Она повернулась и пошла к машине, и он невольно посмотрел вслед. Она ступала почти как прежде, как и двадцать, и тридцать лет назад, если бы только не едва напряженные плечи и отведенная в сторону кисть, если бы все же не чуть-чуть осторожный постав ноги. Один из спутников услужливо распахнул дверцу. Она села, как садятся крупные женщины — по частям: вначале тело, потом ноги, но у нее вышло не так, а чуть-чуть собраннее, чуть-чуть концентрированнее, словно она покидала не танцплощадку, а кладбище. Села, и у Изюминки-Ю невольно вырвалось: "Сука!"

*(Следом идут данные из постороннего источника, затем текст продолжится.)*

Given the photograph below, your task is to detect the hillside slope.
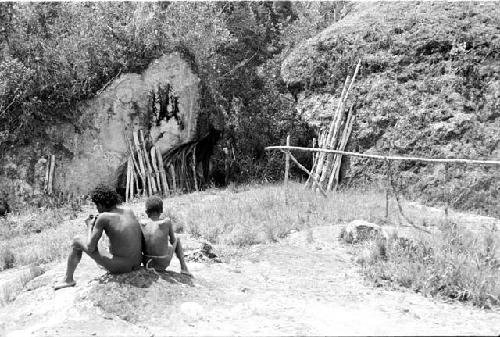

Машина тронулась с места, потому что мотор был сильным и потому что за рулем сидел один из ее мальчиков, который хотел показать, какой он ловкий, и, подымая в ночное небо шлейф пыли, ринулась с горки, потом мелькнула за освещенным крестом церкви, потом вынырнула на повороте в Подол, и стала похожа издали на летящего жука.
Он вдруг понял, что она перестала быть для него Королевой, а стала просто Ветой Марковной Барс.